Defined benefit transfer compensation for those who were ill-advised to transfer out has risen for the first time in two years.
According to the DB redress tracker from actuarial consultancy OAC (part of the Broadstone Group), redress dropped from £165,000 in Q1 2022 to £50,000 in Q2 2023 before halving again to sit at about £22,000 in Q3.
However, falling gilt yields towards the end of 2023, as market expectations of Bank of England base rate cuts grew, meant that at the start of Q1 2024 an person submitting a complaint could be due around £34,000.
Even though this is an increase on Q4 2023, it still marks a notable drop in redress levels compared to two years ago.
OAC’s DB redress tracker is developed in line with Financial Conduct Authority (FCA) rules for calculating redress and follows the example of an individual who left their scheme in 2018 aged 50, with a pension of £10,000 p.a.

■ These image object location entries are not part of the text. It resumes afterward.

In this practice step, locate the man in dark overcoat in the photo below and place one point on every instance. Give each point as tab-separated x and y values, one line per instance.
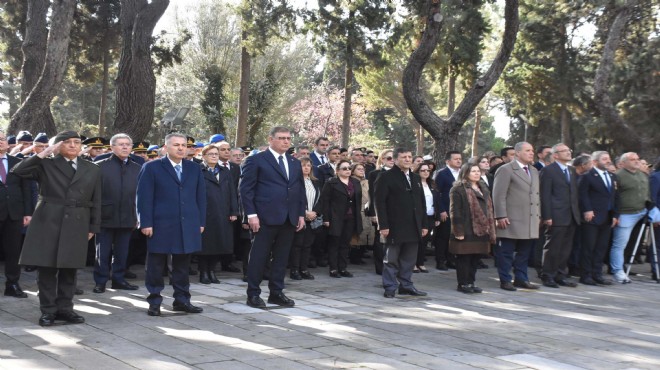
118	218
401	211
171	204
15	212
67	215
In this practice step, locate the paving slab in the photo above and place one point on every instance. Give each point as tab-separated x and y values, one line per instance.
344	323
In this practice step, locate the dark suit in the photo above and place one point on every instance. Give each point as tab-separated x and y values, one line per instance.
278	201
401	209
343	213
69	208
15	203
176	210
444	181
595	196
558	203
118	218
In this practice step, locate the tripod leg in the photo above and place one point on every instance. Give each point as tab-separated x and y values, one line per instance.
654	249
632	257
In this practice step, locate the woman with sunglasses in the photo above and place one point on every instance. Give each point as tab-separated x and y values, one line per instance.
303	239
221	212
341	198
472	225
432	197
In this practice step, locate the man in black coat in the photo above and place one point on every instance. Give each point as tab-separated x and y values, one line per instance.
560	215
15	212
67	216
598	204
118	218
401	212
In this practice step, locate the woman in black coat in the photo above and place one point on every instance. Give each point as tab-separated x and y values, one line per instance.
303	240
221	211
341	198
432	198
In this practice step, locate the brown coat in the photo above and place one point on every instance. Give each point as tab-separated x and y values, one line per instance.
462	224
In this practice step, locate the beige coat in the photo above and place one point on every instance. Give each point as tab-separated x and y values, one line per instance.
516	196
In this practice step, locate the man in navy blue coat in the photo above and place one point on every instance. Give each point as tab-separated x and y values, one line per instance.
171	203
273	198
597	197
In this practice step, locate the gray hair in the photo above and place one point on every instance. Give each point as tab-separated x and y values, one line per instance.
519	145
116	137
581	160
598	154
554	147
174	134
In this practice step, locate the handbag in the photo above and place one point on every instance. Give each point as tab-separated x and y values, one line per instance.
316	223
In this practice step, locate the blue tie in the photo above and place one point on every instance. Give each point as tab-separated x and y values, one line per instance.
177	168
281	162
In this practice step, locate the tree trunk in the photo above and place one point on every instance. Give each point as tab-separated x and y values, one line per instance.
104	92
36	105
445	132
348	95
135	82
244	95
451	101
475	133
34	57
627	136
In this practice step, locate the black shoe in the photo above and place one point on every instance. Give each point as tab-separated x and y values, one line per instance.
231	268
412	291
295	275
14	290
524	284
214	278
99	288
508	286
124	285
187	307
467	289
70	317
154	310
281	300
564	282
587	281
550	283
476	289
256	302
47	319
601	281
345	273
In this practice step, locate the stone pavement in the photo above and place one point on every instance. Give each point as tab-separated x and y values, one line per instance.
345	323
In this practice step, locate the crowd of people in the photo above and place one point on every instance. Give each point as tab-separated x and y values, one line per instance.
278	208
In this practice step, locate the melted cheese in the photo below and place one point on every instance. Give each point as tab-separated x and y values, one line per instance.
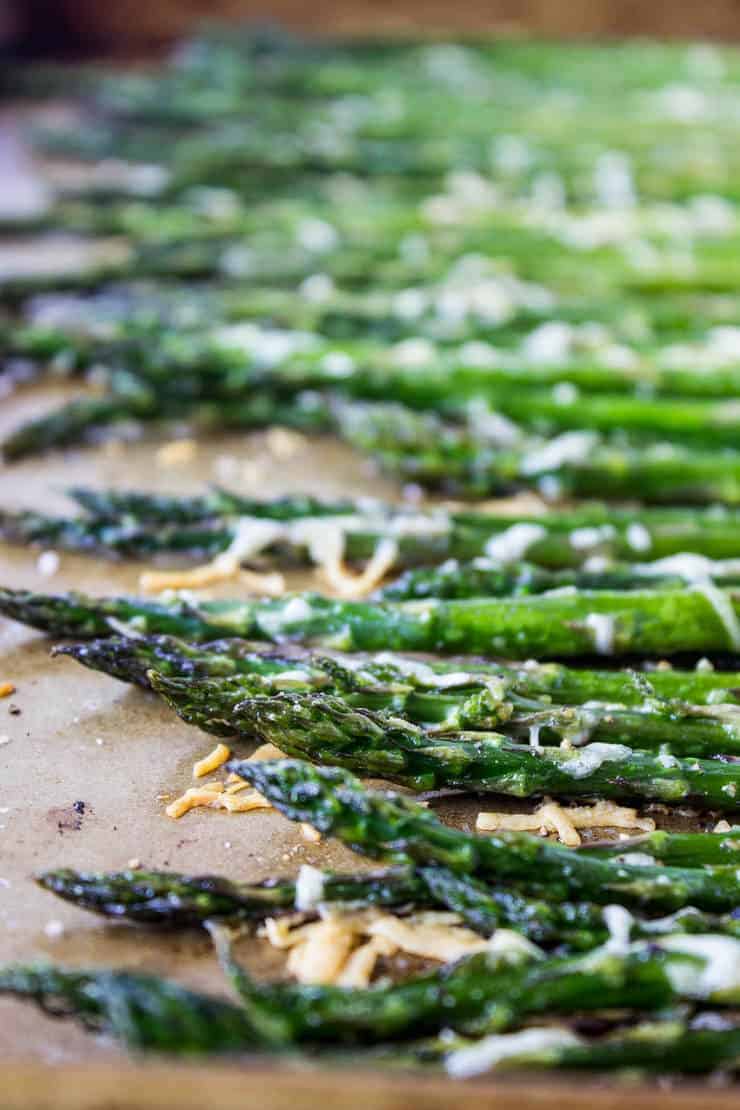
565	821
525	1047
308	888
721	603
590	758
569	447
321	957
360	965
513	544
212	762
619	922
601	627
718	977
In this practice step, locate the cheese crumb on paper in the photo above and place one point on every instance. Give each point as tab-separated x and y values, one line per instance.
343	948
212	762
176	453
566	820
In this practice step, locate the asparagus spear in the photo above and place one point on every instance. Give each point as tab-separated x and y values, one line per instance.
437	685
179	901
424	448
227	707
165	508
391	827
479	995
645	622
681	849
324	729
140	524
487	578
174	900
661	1047
142	1011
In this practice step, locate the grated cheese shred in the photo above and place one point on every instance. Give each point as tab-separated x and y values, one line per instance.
212	762
565	821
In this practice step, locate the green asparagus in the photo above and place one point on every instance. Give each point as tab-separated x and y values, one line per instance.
142	1011
324	729
227	707
435	685
174	900
700	619
396	829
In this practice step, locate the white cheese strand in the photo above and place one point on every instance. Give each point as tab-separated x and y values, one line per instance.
721	969
722	606
619	922
514	543
569	447
590	758
602	628
308	888
502	1048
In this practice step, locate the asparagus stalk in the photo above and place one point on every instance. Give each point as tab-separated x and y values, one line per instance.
142	1011
226	707
661	623
480	995
173	900
139	525
477	995
389	827
421	447
324	729
487	578
680	849
660	1047
436	685
179	901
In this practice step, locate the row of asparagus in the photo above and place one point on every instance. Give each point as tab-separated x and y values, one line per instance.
495	732
492	881
591	546
654	623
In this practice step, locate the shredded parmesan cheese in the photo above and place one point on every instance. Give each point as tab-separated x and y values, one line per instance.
343	947
360	966
565	821
322	955
265	752
601	627
722	606
176	453
308	888
212	762
513	544
436	941
502	1048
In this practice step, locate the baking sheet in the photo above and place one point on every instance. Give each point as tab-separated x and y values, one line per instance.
84	738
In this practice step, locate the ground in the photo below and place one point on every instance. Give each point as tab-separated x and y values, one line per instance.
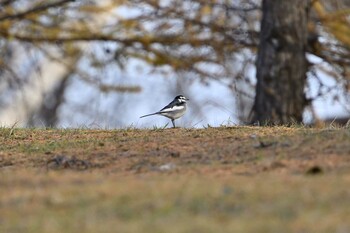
227	179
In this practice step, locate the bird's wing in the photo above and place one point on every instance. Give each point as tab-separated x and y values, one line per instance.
171	105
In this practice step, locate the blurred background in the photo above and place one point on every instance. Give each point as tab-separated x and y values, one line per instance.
102	64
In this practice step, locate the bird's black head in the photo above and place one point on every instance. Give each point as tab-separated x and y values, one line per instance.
181	98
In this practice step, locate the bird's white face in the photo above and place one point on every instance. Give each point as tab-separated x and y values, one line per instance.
182	99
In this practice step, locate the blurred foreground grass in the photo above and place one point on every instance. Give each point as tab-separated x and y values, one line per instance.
239	179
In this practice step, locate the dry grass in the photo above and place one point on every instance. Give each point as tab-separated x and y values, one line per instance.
228	179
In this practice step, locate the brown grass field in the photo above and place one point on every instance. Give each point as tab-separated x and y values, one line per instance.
227	179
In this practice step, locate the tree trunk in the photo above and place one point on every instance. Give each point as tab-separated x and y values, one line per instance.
281	63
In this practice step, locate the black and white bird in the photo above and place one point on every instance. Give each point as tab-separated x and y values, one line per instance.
174	110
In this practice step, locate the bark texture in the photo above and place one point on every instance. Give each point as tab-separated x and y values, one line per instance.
281	63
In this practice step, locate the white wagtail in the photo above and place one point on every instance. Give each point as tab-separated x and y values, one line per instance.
174	110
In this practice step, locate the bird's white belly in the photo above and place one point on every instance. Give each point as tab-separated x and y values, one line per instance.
175	112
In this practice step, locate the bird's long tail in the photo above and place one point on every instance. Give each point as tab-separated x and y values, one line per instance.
150	114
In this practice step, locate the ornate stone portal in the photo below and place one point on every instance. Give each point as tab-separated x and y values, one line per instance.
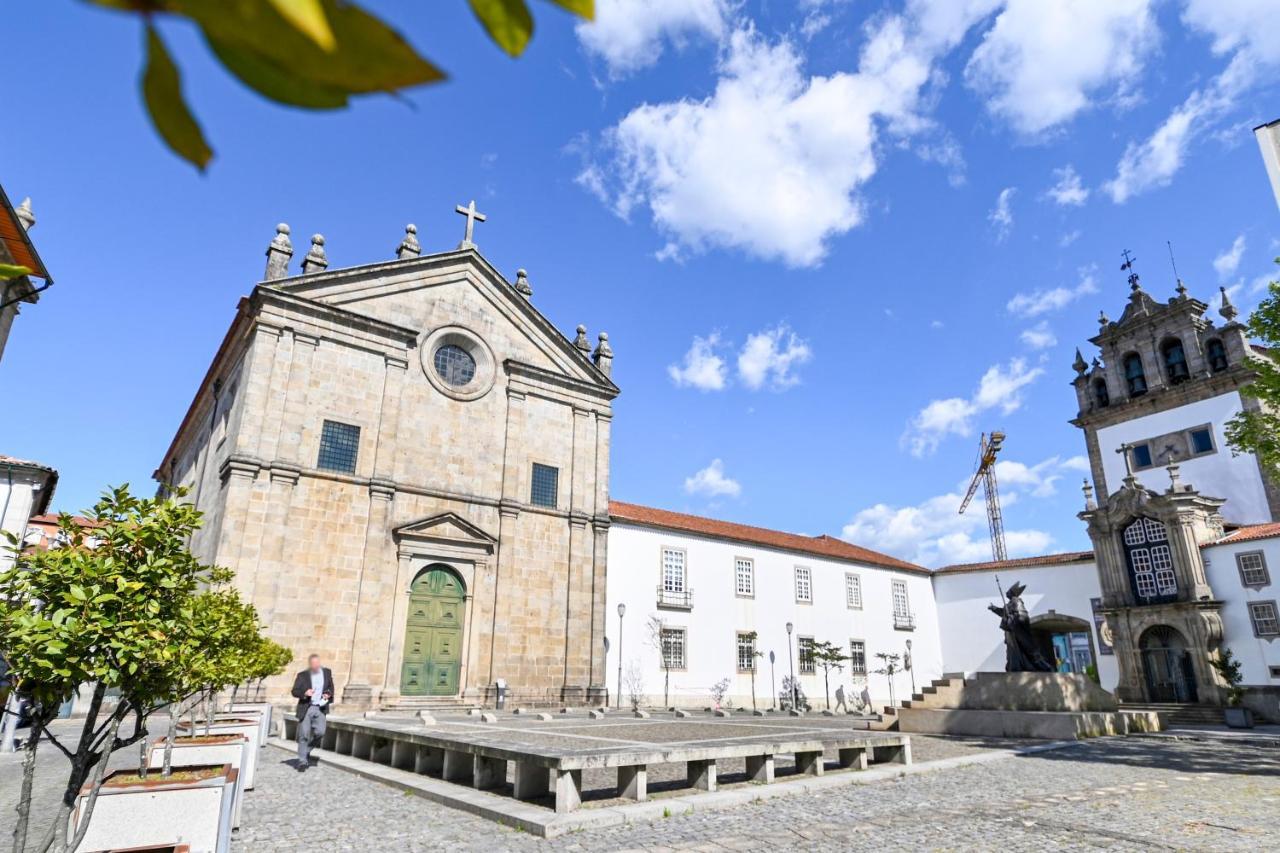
1156	597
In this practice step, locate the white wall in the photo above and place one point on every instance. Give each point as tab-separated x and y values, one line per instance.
972	641
718	614
1253	652
1220	474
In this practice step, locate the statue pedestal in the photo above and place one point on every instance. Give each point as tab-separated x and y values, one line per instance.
1022	705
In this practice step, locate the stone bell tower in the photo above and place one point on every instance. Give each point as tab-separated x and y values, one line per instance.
1164	617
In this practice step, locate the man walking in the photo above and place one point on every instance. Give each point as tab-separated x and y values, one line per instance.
312	688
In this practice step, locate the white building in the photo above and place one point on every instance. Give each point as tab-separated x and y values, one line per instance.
713	583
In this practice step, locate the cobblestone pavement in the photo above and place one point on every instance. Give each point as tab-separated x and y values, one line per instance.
1124	794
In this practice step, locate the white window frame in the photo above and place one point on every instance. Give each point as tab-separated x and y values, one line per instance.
804	584
744	569
853	591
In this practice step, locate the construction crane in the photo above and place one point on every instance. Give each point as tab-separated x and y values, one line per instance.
986	474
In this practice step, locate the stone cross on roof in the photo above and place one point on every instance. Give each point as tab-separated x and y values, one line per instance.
472	215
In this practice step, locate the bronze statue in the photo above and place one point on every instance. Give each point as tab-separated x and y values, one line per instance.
1020	652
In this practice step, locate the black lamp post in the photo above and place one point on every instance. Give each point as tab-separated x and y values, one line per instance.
622	611
791	662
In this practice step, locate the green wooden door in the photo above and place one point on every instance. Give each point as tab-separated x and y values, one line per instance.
433	637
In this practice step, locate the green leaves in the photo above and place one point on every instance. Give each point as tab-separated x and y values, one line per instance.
161	90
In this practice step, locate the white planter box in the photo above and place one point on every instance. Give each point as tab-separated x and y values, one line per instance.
219	749
260	707
245	725
155	812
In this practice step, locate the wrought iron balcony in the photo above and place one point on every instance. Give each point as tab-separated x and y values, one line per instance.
675	598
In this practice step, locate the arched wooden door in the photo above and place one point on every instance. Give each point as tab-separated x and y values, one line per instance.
433	637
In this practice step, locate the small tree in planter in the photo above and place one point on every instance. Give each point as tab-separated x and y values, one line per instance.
830	657
1229	670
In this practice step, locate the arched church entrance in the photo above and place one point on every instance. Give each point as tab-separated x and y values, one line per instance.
1166	665
433	635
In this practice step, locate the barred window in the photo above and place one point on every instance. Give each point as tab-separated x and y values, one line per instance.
744	576
804	651
673	648
745	652
854	592
339	445
545	486
672	570
1253	569
804	584
1262	614
858	657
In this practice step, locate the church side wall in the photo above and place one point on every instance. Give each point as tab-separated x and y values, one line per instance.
1219	474
972	641
718	614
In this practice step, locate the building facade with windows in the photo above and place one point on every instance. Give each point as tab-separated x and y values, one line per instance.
713	600
406	465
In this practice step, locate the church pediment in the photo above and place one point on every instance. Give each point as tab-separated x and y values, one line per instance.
447	528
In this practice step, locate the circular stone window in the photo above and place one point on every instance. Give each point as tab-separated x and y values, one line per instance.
457	363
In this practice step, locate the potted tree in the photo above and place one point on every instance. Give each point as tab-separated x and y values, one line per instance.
1228	669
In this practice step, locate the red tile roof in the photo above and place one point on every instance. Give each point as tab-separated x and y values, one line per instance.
823	546
1020	562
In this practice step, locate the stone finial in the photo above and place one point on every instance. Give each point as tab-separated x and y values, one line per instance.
603	355
1228	310
522	283
315	261
24	215
408	246
279	252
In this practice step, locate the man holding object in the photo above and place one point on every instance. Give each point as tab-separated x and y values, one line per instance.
312	688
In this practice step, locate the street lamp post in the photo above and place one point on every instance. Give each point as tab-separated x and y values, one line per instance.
791	662
622	611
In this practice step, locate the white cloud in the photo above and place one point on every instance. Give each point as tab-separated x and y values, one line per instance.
1028	305
702	366
1229	260
711	482
768	359
1001	217
1068	191
999	388
629	35
1042	63
1040	336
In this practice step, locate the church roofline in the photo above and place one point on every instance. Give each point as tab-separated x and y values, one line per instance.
823	546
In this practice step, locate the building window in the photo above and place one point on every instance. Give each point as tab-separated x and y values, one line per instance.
853	592
1201	441
339	445
455	365
544	486
804	585
1133	374
1151	564
672	570
1175	361
673	648
1253	569
1101	396
744	576
745	651
1262	614
1216	354
856	657
804	651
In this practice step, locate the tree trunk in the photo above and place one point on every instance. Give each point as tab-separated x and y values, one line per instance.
28	778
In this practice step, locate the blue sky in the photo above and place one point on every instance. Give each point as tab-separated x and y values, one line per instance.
831	241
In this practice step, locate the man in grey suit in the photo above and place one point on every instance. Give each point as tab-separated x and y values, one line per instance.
312	688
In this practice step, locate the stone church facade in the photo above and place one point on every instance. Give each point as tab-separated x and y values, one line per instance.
406	465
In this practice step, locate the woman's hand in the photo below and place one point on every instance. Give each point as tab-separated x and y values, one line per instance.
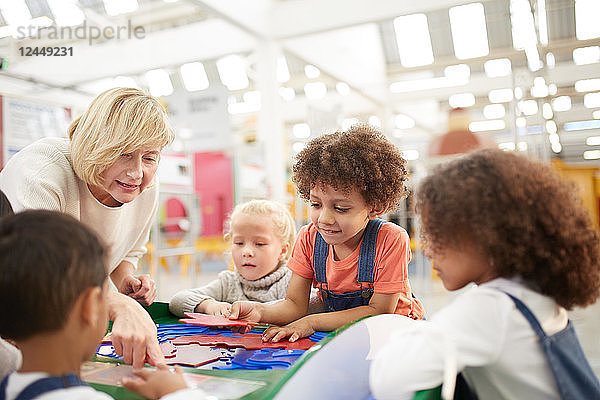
133	332
155	384
296	330
247	311
213	307
141	288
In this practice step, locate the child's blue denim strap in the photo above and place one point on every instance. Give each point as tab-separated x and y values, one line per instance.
366	256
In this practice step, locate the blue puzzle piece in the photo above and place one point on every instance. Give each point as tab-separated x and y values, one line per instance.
288	352
107	350
318	336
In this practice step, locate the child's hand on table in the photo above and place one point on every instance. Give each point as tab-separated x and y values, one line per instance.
213	307
156	384
296	330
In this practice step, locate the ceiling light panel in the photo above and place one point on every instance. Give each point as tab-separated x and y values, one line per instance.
194	76
159	82
232	71
15	12
461	100
116	7
414	42
586	19
66	12
469	31
497	68
586	55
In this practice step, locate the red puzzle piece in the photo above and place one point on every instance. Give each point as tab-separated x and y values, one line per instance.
193	355
249	341
214	320
168	349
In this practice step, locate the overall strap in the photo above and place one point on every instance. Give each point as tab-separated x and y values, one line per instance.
320	258
366	255
3	385
48	384
537	328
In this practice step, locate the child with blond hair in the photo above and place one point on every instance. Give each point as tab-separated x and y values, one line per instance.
262	233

Brian Nimmo, head of redress solutions at OAC, said: “Our DB redress tracker seeks to illustrate the levels of compensation available to those who make a claim against the poor advice when they transferred their pension.
“Since the start of 2022 redress has fallen significantly due to the rise in annuity rates.
“This means complainants could have increasingly secured a healthy guaranteed income from their DC pot through the annuity market in place of their DB pension.”
Since Q1 2022, redress levels have dropped every quarter until now.
Following the sharp increase in annuity rates over the past 18 months, many transferors could now be projected to secure a much higher level of guaranteed income from their pot.
This will minimise the financial disadvantage for those who are seeking compensation after being wrongly advised to transfer their pension, and therefore the compensation they are due.
Nimmo said: “It now looks like compensation may have bottomed out as we appear to have reached the end of the rate hiking cycle with gilt yields and annuity rates now starting to come down.
“Redress levels are still far below their historic levels due to the changed economic situation and are worth monitoring as we progress through 2024 and beyond.”